Don't expect a Chicago or New York style pizza or super-sized deli sandwiches. Enjoy the authentic thin pizza (try one al tonno con cippolle!!) and don't expect to find tins of Kraft pseudo-mozzarella on the table. Instead ask for olive oil (regular/normale and picante) and pour some on your pizza...YUM! Enjoy some rissotto al funghi (and maybe with oso buco or coniglio) and for sure ask for the parmigiano for the risotto and also be sure to have some gnocchi (al burro or bolgnese or con pomodoro). The seafood there is great but be prepared to see eyeballs and snake looking things...a fritta mista (all sorts of shrimp, calimari, mussels, fish fried up togther) is GREAT and common in that part of Italy.
I have a friend that rents his beautiful home up on the mountainside on Lake Como if you are interested, too. He lives in LA with his family and built this thing a couple years ago. Has EVERYTHING you'd need and is amazingly beautiful and surrounded by cool things to do...also only 15 minutes south of the Swiss border.
As others have said, stay away from larger cities like Genoa. Milan is a nightmare and, sorry to you Milanese out there, it's kinda ugly. The Duomo there in Milan is very cool but not worth the hassle. Florence is very cool but can be crowded and be prepared for your wife to have her butt pinched...not kidding at all.
Lucca, Portofino, all up and down the Cinque Terre, Como, Belaggio, along the Ventimiglia west of Genoa is beautiful and easy to find little places on the sea in Bordighera (half hour from Monte Carlo and Nice) and Sanremo. If you want to go the other direction (east toward Venice and then Austria) the Dolomites are, in my opinion, the most spectacular mountains in Europe (but, again, don't go too late or else too cold).
I could go on and on. PM me if you'd like to contact my buddy in LA for his home in Como or if you just want some more pointers. My wife, kids and I speak Italian (them fluently, me proficient) too so if you find yourself in a bind we can help.
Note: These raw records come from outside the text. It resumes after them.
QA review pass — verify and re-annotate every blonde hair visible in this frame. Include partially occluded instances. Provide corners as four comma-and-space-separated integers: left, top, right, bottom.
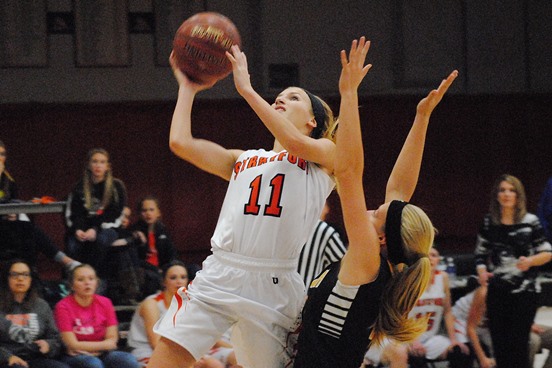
82, 148, 119, 210
489, 174, 527, 224
372, 204, 435, 344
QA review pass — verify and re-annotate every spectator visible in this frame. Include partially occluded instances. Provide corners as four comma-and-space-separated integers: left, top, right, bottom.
0, 259, 69, 368
297, 201, 346, 286
55, 264, 138, 368
475, 175, 552, 368
106, 206, 144, 305
65, 148, 127, 278
131, 196, 176, 295
0, 141, 18, 203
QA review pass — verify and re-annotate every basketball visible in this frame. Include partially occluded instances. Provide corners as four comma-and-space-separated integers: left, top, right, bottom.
173, 12, 241, 84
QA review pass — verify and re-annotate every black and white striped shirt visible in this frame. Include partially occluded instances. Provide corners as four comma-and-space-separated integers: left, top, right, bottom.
297, 220, 346, 286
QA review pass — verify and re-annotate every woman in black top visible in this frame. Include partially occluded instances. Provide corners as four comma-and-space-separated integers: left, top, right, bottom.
65, 148, 127, 277
0, 141, 17, 203
475, 175, 552, 368
294, 37, 458, 368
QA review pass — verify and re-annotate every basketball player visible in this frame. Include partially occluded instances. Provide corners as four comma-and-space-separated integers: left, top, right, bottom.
294, 37, 457, 368
144, 42, 335, 368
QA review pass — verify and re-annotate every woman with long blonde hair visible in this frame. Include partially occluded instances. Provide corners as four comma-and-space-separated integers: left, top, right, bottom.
65, 148, 127, 278
294, 37, 458, 368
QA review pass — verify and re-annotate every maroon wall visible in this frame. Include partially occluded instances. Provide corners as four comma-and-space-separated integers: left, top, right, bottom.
0, 95, 552, 278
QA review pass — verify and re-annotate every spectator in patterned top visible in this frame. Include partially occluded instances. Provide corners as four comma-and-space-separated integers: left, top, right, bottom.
537, 177, 552, 241
475, 174, 552, 368
297, 201, 347, 287
0, 259, 69, 368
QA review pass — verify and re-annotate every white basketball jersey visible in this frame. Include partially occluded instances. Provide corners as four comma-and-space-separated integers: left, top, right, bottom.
211, 150, 335, 260
410, 271, 445, 342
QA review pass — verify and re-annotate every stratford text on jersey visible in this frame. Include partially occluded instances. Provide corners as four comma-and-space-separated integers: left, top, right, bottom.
234, 151, 308, 180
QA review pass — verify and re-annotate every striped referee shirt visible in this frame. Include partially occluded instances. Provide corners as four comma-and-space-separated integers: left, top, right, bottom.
297, 220, 346, 286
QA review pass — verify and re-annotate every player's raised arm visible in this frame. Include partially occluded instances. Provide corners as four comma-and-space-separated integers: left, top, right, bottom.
385, 70, 458, 202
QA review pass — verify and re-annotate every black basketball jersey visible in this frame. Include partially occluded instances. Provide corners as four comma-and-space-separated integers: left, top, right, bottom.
294, 257, 391, 368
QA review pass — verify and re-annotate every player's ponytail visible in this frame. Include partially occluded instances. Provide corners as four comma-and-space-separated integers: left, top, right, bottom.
372, 201, 435, 343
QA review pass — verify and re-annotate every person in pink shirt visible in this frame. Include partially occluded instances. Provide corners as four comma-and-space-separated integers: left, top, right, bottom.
54, 264, 138, 368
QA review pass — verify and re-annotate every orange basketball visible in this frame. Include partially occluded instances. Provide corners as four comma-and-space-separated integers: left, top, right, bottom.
173, 12, 241, 84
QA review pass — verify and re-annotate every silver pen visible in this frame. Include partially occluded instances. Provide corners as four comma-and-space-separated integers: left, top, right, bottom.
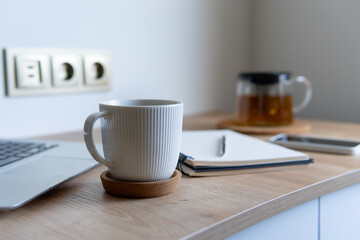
219, 135, 226, 157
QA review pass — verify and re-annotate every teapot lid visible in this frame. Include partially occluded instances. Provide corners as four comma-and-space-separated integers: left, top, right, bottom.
239, 72, 291, 84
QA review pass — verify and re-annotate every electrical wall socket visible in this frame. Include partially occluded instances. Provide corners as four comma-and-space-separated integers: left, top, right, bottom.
3, 48, 111, 96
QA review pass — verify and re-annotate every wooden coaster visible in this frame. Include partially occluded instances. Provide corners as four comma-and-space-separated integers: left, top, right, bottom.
100, 170, 181, 198
217, 119, 311, 135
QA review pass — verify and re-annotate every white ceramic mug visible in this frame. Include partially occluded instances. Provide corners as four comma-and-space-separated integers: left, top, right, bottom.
84, 99, 183, 182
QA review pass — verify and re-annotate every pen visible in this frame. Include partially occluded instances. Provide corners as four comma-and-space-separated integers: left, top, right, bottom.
220, 135, 226, 157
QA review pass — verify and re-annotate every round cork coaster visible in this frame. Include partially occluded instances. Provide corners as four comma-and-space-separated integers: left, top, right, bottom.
100, 170, 181, 198
217, 119, 311, 135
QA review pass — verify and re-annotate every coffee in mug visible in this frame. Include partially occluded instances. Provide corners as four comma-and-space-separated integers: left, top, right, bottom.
84, 99, 183, 182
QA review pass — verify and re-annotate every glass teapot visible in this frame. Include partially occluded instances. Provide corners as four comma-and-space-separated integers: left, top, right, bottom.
235, 72, 312, 126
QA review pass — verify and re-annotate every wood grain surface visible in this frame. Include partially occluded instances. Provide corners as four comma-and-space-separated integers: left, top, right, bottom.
0, 113, 360, 240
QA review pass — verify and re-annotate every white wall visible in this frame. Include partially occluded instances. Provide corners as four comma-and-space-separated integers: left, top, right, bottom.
0, 0, 249, 137
250, 0, 360, 122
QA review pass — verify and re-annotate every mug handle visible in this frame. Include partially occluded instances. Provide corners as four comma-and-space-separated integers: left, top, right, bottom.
293, 76, 312, 113
83, 112, 115, 168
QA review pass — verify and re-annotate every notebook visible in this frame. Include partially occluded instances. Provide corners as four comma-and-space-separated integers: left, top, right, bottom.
0, 140, 98, 211
178, 130, 312, 176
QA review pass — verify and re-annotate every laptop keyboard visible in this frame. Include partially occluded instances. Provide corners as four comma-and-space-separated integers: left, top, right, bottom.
0, 140, 57, 167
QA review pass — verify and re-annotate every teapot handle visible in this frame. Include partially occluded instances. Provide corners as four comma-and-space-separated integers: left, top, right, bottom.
293, 76, 312, 113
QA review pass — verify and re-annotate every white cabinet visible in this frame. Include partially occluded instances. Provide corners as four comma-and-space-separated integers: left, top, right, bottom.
320, 184, 360, 240
227, 199, 320, 240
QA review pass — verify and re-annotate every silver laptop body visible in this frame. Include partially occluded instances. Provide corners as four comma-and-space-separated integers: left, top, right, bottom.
0, 139, 98, 211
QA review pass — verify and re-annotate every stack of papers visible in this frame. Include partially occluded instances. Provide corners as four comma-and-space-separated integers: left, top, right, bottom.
178, 130, 312, 176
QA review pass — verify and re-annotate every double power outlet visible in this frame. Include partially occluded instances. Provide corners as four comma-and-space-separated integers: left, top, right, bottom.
3, 48, 110, 96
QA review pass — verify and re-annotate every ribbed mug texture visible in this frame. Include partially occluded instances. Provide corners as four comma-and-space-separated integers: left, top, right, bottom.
100, 103, 183, 181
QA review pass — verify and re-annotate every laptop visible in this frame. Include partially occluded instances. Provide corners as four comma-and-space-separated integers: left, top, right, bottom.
0, 139, 98, 211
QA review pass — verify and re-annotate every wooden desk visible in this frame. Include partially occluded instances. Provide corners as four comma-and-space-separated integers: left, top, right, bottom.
0, 113, 360, 239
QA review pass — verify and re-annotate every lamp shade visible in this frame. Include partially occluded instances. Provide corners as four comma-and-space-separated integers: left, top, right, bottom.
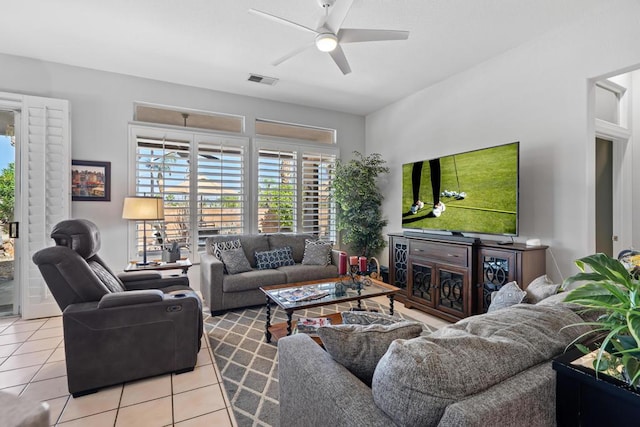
122, 196, 164, 220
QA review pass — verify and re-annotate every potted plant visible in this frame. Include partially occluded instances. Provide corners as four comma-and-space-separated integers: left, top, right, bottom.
563, 253, 640, 387
331, 151, 389, 258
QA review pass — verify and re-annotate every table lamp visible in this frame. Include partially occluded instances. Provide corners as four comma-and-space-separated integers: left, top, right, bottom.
122, 196, 164, 265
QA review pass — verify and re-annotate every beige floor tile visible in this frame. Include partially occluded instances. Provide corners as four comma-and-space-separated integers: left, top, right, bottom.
173, 384, 225, 422
60, 385, 122, 425
0, 331, 33, 345
196, 347, 213, 366
56, 409, 118, 427
0, 366, 40, 389
13, 337, 62, 356
40, 316, 62, 329
0, 350, 53, 371
29, 326, 64, 341
173, 365, 218, 393
13, 317, 46, 326
2, 384, 27, 396
115, 397, 173, 427
31, 361, 67, 381
47, 346, 65, 363
176, 409, 231, 427
21, 377, 69, 401
120, 374, 171, 407
2, 322, 44, 335
47, 395, 71, 425
0, 343, 22, 357
0, 317, 19, 329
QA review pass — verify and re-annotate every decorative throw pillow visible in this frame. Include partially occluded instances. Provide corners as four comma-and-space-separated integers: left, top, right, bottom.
318, 321, 422, 386
487, 282, 527, 313
302, 239, 333, 266
211, 239, 242, 261
211, 239, 242, 274
255, 246, 295, 270
340, 311, 403, 325
526, 274, 560, 304
220, 247, 251, 274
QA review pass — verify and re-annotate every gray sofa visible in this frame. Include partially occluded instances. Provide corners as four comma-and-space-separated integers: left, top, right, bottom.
200, 233, 340, 315
278, 302, 587, 427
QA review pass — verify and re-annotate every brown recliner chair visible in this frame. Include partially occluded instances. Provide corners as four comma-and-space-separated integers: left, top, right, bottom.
32, 219, 202, 397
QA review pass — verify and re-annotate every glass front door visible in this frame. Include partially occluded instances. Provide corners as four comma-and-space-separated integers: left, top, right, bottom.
0, 110, 18, 316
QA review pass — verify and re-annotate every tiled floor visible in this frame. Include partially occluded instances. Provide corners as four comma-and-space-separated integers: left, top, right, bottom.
0, 297, 447, 427
0, 317, 235, 427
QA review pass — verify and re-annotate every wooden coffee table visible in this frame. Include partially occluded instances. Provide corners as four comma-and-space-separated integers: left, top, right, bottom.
260, 278, 401, 342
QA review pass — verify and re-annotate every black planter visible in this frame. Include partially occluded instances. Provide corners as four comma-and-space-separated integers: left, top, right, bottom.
553, 349, 640, 427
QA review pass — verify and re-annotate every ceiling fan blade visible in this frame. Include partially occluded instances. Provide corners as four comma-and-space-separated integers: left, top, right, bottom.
272, 42, 315, 66
324, 0, 353, 34
249, 9, 318, 34
329, 45, 351, 75
338, 28, 409, 43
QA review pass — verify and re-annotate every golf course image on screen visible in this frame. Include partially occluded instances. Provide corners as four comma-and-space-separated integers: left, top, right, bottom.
402, 142, 519, 236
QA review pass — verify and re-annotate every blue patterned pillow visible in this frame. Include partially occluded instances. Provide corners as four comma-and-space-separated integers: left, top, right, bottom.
256, 246, 295, 270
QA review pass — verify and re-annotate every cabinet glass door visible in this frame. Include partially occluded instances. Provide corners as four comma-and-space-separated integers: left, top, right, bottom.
480, 250, 515, 313
437, 269, 465, 313
411, 264, 433, 304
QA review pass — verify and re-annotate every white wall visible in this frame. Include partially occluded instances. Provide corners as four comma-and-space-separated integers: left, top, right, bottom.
366, 0, 640, 280
0, 55, 365, 270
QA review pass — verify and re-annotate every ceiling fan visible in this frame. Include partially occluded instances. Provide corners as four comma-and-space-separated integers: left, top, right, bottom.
249, 0, 409, 74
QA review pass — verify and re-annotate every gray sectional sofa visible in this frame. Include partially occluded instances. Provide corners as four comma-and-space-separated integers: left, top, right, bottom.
278, 302, 587, 427
200, 233, 340, 315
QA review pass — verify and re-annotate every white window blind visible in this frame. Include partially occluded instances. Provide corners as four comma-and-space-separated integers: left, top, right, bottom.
132, 126, 248, 262
136, 137, 193, 254
196, 140, 246, 242
257, 148, 297, 233
302, 153, 336, 241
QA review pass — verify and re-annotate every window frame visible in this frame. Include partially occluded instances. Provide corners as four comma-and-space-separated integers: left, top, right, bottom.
250, 135, 340, 241
127, 122, 252, 263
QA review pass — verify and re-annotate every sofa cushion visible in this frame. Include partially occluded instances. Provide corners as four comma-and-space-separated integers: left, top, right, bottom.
526, 274, 560, 304
372, 304, 589, 426
278, 264, 338, 283
255, 246, 295, 270
340, 311, 402, 325
220, 247, 251, 274
318, 321, 422, 385
269, 233, 316, 264
487, 282, 527, 313
302, 240, 333, 266
205, 234, 269, 268
222, 270, 287, 292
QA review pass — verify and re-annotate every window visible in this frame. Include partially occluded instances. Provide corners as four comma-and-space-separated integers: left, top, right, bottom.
256, 139, 337, 240
131, 126, 248, 261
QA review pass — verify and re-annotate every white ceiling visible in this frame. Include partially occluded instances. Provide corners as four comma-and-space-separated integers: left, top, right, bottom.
0, 0, 607, 115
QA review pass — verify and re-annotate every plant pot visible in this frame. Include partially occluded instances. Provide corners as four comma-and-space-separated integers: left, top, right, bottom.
552, 345, 640, 427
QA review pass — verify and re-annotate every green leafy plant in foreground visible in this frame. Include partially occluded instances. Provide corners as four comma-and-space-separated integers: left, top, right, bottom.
563, 253, 640, 386
331, 151, 389, 258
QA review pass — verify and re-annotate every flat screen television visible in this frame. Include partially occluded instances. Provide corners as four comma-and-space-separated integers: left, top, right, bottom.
402, 142, 520, 236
There are a few other TGPers from northern Italy too and I am sure they'd help.
03-02-2011, 09:44 AM
We went at the end of July and beginning of August and stayed in a small village called Frasini...about 20 minutes from Sienna and Masa Maritima...we ended up driving to the beach in Follonica the last week in July...I would recommend staying close to the beach if possible...
Come August 1st all the Italians head to the beach and you can't book any chairs or umbrellas for the entire month...I would imagine that September is ok...
This restaurant and town of Radicondoli is to die for...get there before sundown and try to get seated on theTerrace which is overlooking one of the most beautiful landscapes I have ever seen...not too far from Sienna...
We also took a day trip to Pisa but I wasn't that impressed...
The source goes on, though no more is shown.